À supposer qu’un tel « enseignement » soit finalement possible, qu’en espère-t-on ? Réduire les cas de dysphorie sexuelle ? Ou bien, au contraire, les multiplier ?
Prendre en considération les – rares – cas de dysphorie sexuelle est une (bonne) chose ; créer des problèmes chez ceux qui n’en ont pas en les culpabilisant de se trouver bien d’être ce qu’ils sont, en est une tout autre, dont la justification est loin d'être évidente.
Une stratégie de brouillage de la sexualité
Il faut bien faire attention au vocabulaire. Il est probable qu’au début on ne voudra que lutter contre le sexisme. Mais on introduira le mot « genre » et ce mot fera venir avec lui toute la stratégie de brouillage de la sexualité.
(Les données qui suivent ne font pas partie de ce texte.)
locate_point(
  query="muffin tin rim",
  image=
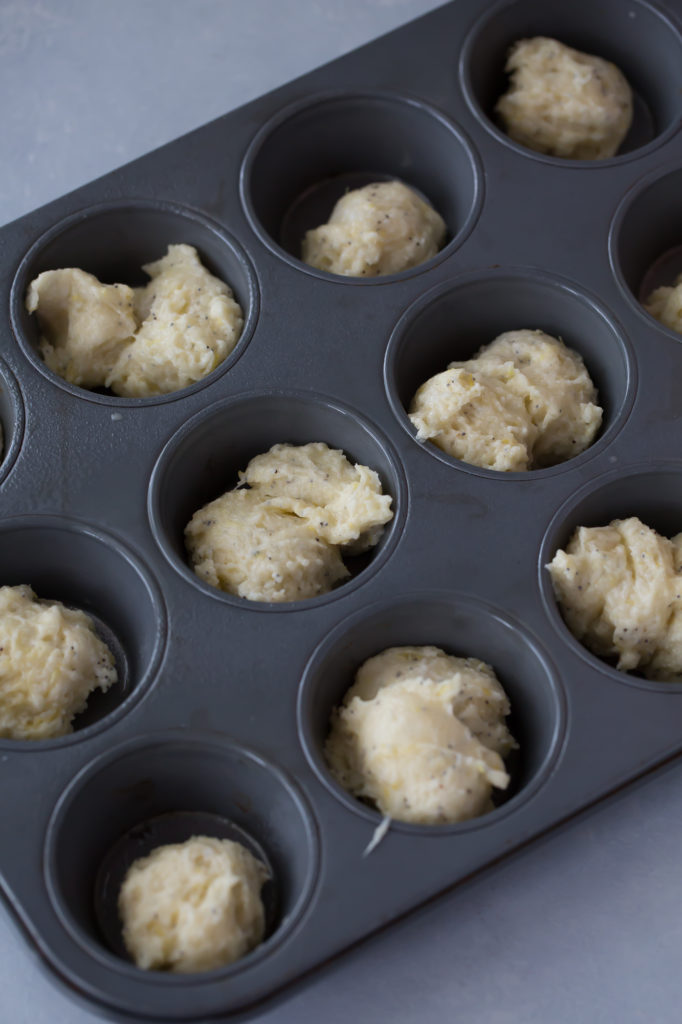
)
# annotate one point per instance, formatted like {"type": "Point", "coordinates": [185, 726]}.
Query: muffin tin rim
{"type": "Point", "coordinates": [9, 453]}
{"type": "Point", "coordinates": [635, 192]}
À vrai dire, pourquoi pas ? Si la sexualité contrainte par le genre bride la liberté, voilà une libération qui pourrait être bienvenue, comme le sont toutes les libérations. Mais si telle est l’intention, elle doit être clairement énoncée. On ne libère pas subrepticement. La manœuvre politicienne qui consiste à faire passer derrière une cause juste, une intention masquée est une manipulation indigne qui mérite d'être dénoncée. Si l’on estime que nos enfants doivent pouvoir choisir, le moment venu, d’être fille, garçon, l’un ou l’autre, l’un et l’autre, ni l’un ni l’autre, alternativement l’un puis l’autre ou toute autre combinaison que l’imagination peut élaborer, il faut le dire et mettre la proposition en débat.
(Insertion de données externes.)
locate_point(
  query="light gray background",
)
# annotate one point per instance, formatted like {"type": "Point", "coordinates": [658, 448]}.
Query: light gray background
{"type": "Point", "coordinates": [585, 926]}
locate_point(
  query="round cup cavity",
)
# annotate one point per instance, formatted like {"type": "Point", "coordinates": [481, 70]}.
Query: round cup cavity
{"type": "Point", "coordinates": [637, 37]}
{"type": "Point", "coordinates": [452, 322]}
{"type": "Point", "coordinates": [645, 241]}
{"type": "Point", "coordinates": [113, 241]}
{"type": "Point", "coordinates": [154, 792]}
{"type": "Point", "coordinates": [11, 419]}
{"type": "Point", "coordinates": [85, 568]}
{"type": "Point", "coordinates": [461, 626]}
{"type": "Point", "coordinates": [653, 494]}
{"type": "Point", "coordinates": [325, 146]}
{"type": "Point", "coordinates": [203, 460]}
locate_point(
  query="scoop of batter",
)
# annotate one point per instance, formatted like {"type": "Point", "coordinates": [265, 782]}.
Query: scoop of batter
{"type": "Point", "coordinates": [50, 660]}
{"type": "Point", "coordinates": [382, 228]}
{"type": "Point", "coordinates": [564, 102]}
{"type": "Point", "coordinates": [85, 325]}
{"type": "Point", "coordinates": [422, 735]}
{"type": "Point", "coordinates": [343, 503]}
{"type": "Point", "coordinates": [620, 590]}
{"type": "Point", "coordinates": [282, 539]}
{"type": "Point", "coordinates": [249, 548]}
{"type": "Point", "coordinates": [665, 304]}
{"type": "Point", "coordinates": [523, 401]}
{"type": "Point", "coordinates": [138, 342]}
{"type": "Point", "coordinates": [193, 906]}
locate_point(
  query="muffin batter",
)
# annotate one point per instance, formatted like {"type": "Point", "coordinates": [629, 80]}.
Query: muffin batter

L’école, cœur de stratégie
Ce qui est suspect, ce n'est pas la théorie du genre. Cette théorie est sérieuse et parle de quelque chose de bien réel. Ce qui est suspect, c’est la volonté des partisans du « genre » d’utiliser l’école comme vecteur de la transformation des mœurs et pratiques sexuelles. Après une école qui n’enseigne plus, voilà l’école qui détruit… comme disait Butler (Samuel et non Judith) et que rappelle un récent article du Monde : « Après tout, peut-être vaut-il mieux pour le pays que l’école empêche le développement de la pensée au lieu de la favoriser. »
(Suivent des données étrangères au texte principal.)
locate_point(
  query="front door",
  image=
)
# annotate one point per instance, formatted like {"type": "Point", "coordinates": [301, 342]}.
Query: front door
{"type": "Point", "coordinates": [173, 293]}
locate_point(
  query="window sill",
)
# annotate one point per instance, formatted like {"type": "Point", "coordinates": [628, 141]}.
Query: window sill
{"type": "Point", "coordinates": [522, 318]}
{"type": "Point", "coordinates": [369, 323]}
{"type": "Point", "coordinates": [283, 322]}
L’éducation se croyait fondée à tenter faire coïncider l’identité sexuelle avec la conformation naturelle. Cela paraissait sagesse et c’est certainement de cette manière que se poseront le moins de problèmes sociaux et psychiatriques. L’insinuation d’un doute sur son propre corps généralisée à toute la population peut en revanche conduire… allez donc savoir où.
Voilà un activisme qui ressemble fort aux mouvements de dépénalisation de la pédophilie d’il y a quelques dizaines d’années. Bien des intellectuels s’y sont laissé prendre qui ont abandonné cette position quelques années plus tard quand les dégâts causés par la pédophilie ont été connus.
Restons sur l’idée philosophique que la reconnaissance de l’égale dignité du masculin et du féminin suppose qu’on soit indifférent au fait d’être l’un ou l’autre… Ni les âmes, ni les esprits ne sont sexués.